The report combed through preliminary crash data from across the country and found that five states accounted for nearly half of those 2018 deaths: California, Florida, Texas, Georgia and Arizona.
The report suggested several reasons for the dramatic increase, including: more people walking to work, growing populations in cities, lower gas prices, more distracted drivers on the roads and more miles driven each trip. The report also suggests SUVs as a potential factor; the number of pedestrian fatalities involving SUVs has gone up 50 percent in the last five years.
What this means for Central Florida
According to GHSA’s report, Florida had the second-highest number of pedestrian fatalities at 330, behind California. In January, a separate study ranked Central Florida as the number one most dangerous place for pedestrians. The Dangerous By Design report highlighted how Florida’s infrastructure was built to accommodate cars, not pedestrians. Roads were designed to move lots of cars, very quickly, but that doesn’t always make for a safe trip if a person is walking.
Florida will continue to earn a reputation as a dangerous city for pedestrians and bicyclists, until measurable change happens.

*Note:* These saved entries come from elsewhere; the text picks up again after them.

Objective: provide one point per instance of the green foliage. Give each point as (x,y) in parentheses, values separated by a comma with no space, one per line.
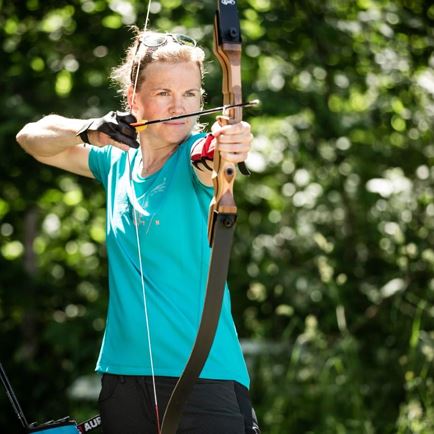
(332,266)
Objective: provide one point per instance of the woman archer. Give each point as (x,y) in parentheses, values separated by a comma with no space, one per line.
(158,190)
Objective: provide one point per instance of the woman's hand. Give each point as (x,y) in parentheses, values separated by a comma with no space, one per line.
(233,141)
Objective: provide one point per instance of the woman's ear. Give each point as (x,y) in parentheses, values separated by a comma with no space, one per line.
(130,101)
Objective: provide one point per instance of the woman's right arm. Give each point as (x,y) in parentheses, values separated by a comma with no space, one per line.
(53,140)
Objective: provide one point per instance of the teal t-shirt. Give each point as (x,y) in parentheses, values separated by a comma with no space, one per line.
(171,215)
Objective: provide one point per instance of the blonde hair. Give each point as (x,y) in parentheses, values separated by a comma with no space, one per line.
(138,55)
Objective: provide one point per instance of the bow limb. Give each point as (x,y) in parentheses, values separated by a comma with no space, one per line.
(222,216)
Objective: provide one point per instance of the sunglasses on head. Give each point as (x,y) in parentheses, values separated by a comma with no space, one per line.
(155,40)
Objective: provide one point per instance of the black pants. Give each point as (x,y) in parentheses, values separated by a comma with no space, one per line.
(214,407)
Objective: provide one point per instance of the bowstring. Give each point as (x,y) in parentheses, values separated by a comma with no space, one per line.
(136,223)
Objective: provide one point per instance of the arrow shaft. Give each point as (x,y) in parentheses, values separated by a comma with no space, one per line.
(199,113)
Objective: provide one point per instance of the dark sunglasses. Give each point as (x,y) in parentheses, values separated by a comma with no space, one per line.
(155,40)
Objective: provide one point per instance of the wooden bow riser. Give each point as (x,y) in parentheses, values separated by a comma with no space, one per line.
(224,171)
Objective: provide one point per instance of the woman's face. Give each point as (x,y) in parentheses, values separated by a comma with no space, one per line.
(169,89)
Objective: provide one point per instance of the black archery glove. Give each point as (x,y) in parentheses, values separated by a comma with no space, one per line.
(116,125)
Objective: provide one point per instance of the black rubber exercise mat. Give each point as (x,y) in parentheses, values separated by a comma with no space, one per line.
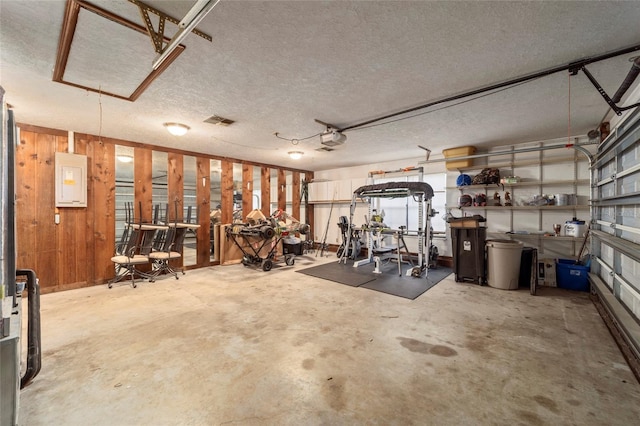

Best Foot Forward is a pedestrian safety initiative aimed at making the streets safer for people who walk. When the coalition was created in 2012, the goal was to lower the number of pedestrian deaths. BFF takes a three-prong approach: Engineering, Enforcement and Education.
We started with crosswalks. The reasoning is: if more cars stop for people using crosswalks, then more people will make the effort to use crosswalks, knowing they will be safer. We have worked with local cities, counties and transportation planning committees to change the “engineering” of crosswalks. Some crosswalks got a rapid-flashing beacon, or new paint or new signage—all in an effort to make drivers more aware that there are pedestrians crossing that street regularly.

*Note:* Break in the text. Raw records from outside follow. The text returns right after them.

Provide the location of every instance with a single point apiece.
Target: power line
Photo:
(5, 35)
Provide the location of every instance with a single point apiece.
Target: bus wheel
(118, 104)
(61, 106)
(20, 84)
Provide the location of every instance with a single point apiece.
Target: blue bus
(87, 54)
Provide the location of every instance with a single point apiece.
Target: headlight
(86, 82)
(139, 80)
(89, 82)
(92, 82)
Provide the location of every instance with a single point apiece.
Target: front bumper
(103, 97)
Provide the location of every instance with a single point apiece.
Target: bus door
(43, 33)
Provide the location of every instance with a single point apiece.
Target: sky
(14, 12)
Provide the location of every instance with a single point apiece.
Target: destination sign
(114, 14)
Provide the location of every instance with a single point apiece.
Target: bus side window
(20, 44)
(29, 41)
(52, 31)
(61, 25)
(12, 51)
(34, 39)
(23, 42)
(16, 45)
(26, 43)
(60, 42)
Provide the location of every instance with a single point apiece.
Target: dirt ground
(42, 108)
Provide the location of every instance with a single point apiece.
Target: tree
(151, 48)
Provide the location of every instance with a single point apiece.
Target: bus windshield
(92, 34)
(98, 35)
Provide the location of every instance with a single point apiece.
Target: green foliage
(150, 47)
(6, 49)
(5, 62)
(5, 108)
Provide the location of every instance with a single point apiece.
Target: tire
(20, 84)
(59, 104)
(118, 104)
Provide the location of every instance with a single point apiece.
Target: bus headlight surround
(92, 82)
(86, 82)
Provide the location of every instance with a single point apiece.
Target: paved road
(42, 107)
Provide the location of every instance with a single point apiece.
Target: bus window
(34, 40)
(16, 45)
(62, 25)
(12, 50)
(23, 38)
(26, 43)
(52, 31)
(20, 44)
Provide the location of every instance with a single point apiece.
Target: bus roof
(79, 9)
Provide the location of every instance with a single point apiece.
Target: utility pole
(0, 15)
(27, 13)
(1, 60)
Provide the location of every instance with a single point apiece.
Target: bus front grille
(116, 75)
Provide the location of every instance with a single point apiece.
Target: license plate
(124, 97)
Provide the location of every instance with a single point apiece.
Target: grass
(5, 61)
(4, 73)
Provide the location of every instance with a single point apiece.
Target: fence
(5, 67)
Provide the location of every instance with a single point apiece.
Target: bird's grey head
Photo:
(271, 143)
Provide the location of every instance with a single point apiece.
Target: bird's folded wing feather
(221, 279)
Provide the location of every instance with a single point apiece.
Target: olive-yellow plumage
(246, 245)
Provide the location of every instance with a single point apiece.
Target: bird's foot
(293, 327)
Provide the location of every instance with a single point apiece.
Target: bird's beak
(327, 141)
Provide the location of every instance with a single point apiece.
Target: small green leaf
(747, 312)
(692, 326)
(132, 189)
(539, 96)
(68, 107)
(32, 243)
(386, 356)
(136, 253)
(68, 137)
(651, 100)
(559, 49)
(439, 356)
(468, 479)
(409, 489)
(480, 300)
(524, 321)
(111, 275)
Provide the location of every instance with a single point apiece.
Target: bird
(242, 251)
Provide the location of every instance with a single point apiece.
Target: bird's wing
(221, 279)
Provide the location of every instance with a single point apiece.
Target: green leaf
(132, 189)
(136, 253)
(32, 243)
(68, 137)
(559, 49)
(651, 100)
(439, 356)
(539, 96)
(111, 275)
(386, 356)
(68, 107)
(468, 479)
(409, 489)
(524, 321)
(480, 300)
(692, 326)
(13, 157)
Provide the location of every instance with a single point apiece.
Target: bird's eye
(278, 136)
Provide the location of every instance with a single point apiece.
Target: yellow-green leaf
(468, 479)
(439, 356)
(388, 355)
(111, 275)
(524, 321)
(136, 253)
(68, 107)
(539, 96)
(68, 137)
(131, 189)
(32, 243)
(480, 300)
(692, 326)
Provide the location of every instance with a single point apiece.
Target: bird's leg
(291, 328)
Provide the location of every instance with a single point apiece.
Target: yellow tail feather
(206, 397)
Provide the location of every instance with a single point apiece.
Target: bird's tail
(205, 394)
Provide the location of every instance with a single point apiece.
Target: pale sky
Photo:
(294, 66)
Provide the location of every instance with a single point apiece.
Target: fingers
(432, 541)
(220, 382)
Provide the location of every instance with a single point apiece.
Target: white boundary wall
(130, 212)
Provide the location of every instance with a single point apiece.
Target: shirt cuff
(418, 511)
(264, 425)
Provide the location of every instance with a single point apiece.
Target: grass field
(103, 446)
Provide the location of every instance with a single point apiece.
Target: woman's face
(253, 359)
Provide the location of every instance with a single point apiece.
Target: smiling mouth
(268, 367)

We sent out data collectors to look at so-called “driver yield rates,” then we teamed up with local law enforcement for some high-visibility enforcement: Crosswalk Crackdowns—also knowns as Operation BFF. An undercover officer will cross a street, then radio to his or her team which drivers don’t stop. Those drivers get an expensive ticket, and hopefully learn their lesson.
Since our initial launch in Orange County and Orlando, we’ve expanded into Osceola County and are currently planning to launch BFF in Seminole County later this year. BFF data shows significant increases in driver yield rates at targeted crosswalks.
Another way BFF is working to change behaviors is through education programs at elementary schools.
In 2001, the University of Miami released a program called “WalkSafe,” which is taught in elementary art and P.E. classes. Initial data shows this program can really make a difference. Orange County Public Schools has officially approved the program for K-2 students, and BFF’s goal is now to have it mandatory for K-5 students in Orange County.